Helsinki resident, Hämäläinen (born 1963), did a degree in economics and became a customs officer. He married as a man in 1996, and he and his wife had a daughter in 2002.
In 2004 they discussed his dissonant gender identity and he sought professional help. In April 2006 he was diagnosed 'F64', and Mrs Hämäläinen accepted that her spouse is a woman. In June Hämäläinen took that name Heli, but was unable to have her identity number changed to one that indicates female, as she is married to a woman, and Finnish law, which does permit same-sex civil unions, does not permit same-sex marriages. Either divorce or conversion of the marriage to a civil union is required before Hämäläinen can be registered as female.
In September 2009, Heli had transgender surgery.
Without success, Hämäläinen appealed through the Finnish court system, and then to the European Court of Human Rights (ECHR) complaining about breaches of her rights under Article 8 (right to privacy and family life), Article 12 (right to marry) and Article 14 (prohibition of discrimination). In November 2012 the ECHR rejected the complaint on all grounds in that the European Convention on Human Rights does not oblige states to open marriage to same-sex couples.

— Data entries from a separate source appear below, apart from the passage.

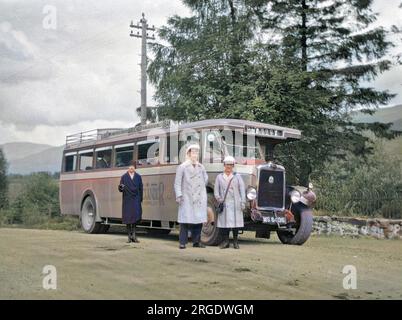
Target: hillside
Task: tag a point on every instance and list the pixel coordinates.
(384, 115)
(25, 158)
(18, 150)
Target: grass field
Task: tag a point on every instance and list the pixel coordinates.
(104, 266)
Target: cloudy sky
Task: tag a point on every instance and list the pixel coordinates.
(81, 72)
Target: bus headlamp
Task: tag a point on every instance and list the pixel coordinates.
(295, 196)
(251, 193)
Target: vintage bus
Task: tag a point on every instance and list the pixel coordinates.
(94, 161)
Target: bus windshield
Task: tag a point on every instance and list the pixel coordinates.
(246, 152)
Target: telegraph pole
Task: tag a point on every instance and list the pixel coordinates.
(143, 25)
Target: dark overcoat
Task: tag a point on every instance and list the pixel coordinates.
(132, 198)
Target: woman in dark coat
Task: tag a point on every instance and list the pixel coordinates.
(132, 189)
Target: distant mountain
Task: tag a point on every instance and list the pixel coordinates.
(384, 115)
(25, 158)
(18, 150)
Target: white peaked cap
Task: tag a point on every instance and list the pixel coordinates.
(229, 160)
(192, 146)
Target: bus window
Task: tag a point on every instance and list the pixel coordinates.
(124, 154)
(148, 152)
(103, 157)
(86, 159)
(70, 162)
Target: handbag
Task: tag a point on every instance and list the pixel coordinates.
(221, 206)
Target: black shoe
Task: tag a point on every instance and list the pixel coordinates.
(224, 244)
(198, 245)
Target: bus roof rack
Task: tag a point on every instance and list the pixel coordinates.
(251, 127)
(98, 134)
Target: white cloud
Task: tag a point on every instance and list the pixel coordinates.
(85, 74)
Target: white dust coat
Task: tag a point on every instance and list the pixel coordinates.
(190, 184)
(232, 215)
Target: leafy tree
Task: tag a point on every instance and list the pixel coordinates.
(297, 63)
(3, 180)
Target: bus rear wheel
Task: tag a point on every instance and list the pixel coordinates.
(210, 234)
(88, 216)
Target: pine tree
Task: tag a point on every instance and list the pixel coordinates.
(335, 50)
(3, 180)
(297, 63)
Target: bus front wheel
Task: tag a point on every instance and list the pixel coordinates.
(88, 216)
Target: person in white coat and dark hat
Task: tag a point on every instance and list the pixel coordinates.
(231, 218)
(191, 194)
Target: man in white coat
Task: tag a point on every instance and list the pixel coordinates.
(230, 184)
(191, 194)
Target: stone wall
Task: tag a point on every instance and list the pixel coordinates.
(355, 227)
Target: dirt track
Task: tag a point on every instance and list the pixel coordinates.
(105, 267)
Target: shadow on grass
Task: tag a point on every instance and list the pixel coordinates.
(246, 239)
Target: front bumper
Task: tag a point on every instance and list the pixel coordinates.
(277, 218)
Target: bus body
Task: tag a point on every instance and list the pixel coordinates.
(94, 161)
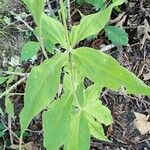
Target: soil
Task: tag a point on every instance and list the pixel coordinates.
(135, 57)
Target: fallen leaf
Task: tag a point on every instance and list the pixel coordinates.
(141, 123)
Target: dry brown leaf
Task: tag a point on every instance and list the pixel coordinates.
(141, 123)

Constantin Cojocariu became their lawyer at this point. While agreeing that
"it would have been preferable to argue the case for same sex marriage more broadly. Indeed, equal marriage legislation also benefits transgender spouses, as it removes the underlying objection to legal gender recognition of the trans spouse",
it is obvious that the ECHR is not ready to move forward on the issue. He therefore attempted to distance the case from the issue of same-sex marriage. Forced divorce legislation severs existing marriages unlike discriminatory marriage legislation that does not allow same-sex marriage to form in the first place. The law in Germany and Switzerland makes this distinction and allows transgender marriages to continue. In Finland the marriages of transsexuals are, with the consent of the cis spouse, converted automatically to a civil union with almost the same rights and benefits as a marriage. Cojocariu and the Hämäläinens therefore decided to concentrate on the personal and religious significance of marriage, even though Article 9 (religion) had not been mentioned previously. It was Cojocariu's opinion that
"forced divorce legislation empties Article 12 of any significance, to the extent that Article 12 is interpreted as allowing the state to interfere with valid marriages to the point of triggering their dissolution".

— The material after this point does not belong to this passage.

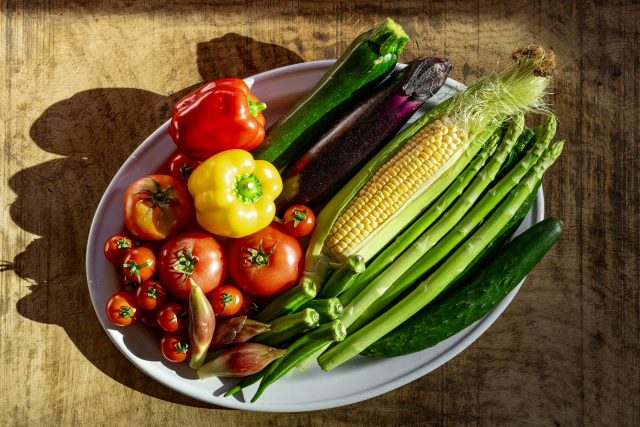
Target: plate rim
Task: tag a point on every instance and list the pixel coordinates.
(471, 333)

Heli and her wife are Evangelical Lutherans and feel that, regardless of the circumstances of sex/gender, they should not be compelled to degrade their marriage sacraments. In October 2013 the Grand Chamber of the ECHR held a hearing, and asked various questions including the motivation of Mrs Hämäläinen. In response she wrote a letter to the court in which she says:
"I have considered the found transsexuality as an illness. It is like cancer, there is a treatment practice for that illness. I am aware that when I call this phenomenon an illness I may hurt someone. But since in Finland it has a diagnosis and requires an intervention of modern medicine I can call it an illness. There is no spousal consent required in Finland for the treatment of illnesses. … I was never asked a question whether I accept the change of gender of my spouse. I was asked a question whether I consent with the degradation of my religious marriage to something else. And my answer is no. … The question is about the religious marriage. I have entered into a holy matrimony and other arrangement is against my religious conviction and puts me in an unequal position vis-à-vis compared to other wives having a spouse with a treatable disease."

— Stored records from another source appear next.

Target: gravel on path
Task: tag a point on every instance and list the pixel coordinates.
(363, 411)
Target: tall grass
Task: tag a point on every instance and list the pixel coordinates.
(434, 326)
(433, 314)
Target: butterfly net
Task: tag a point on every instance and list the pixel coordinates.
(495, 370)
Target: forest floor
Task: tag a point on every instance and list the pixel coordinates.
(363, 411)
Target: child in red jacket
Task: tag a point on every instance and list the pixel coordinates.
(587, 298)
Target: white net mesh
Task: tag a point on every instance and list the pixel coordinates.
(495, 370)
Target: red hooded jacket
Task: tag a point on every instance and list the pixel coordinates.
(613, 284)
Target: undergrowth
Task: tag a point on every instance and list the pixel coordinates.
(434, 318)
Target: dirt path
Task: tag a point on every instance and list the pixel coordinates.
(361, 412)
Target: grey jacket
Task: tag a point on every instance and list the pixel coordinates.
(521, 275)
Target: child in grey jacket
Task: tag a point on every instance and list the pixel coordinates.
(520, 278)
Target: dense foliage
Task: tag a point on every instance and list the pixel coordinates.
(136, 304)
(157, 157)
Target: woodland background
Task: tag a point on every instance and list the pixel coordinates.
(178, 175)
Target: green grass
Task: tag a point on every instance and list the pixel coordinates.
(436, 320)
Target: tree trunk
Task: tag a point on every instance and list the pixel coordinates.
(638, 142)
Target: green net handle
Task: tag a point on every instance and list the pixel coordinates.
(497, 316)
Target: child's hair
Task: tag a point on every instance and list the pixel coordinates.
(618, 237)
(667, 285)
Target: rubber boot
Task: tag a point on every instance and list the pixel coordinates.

In July 2014, the Grand Chamber of the ECHR ruled: "The Court found that it was not disproportionate to require the conversion of a marriage into a registered partnership as a precondition to legal recognition of an acquired gender as that was a genuine option which provided legal protection for same-sex couples that was almost identical to that of marriage. The minor differences between these two legal concepts were not capable of rendering the current Finnish system deficient from the point of view of the State’s positive obligation under Article 8. In addition, such a conversion would not have any implications for the applicant’s family life as it would not affect the paternity of the applicant’s daughter or the responsibility for the care, custody, or maintenance of the child."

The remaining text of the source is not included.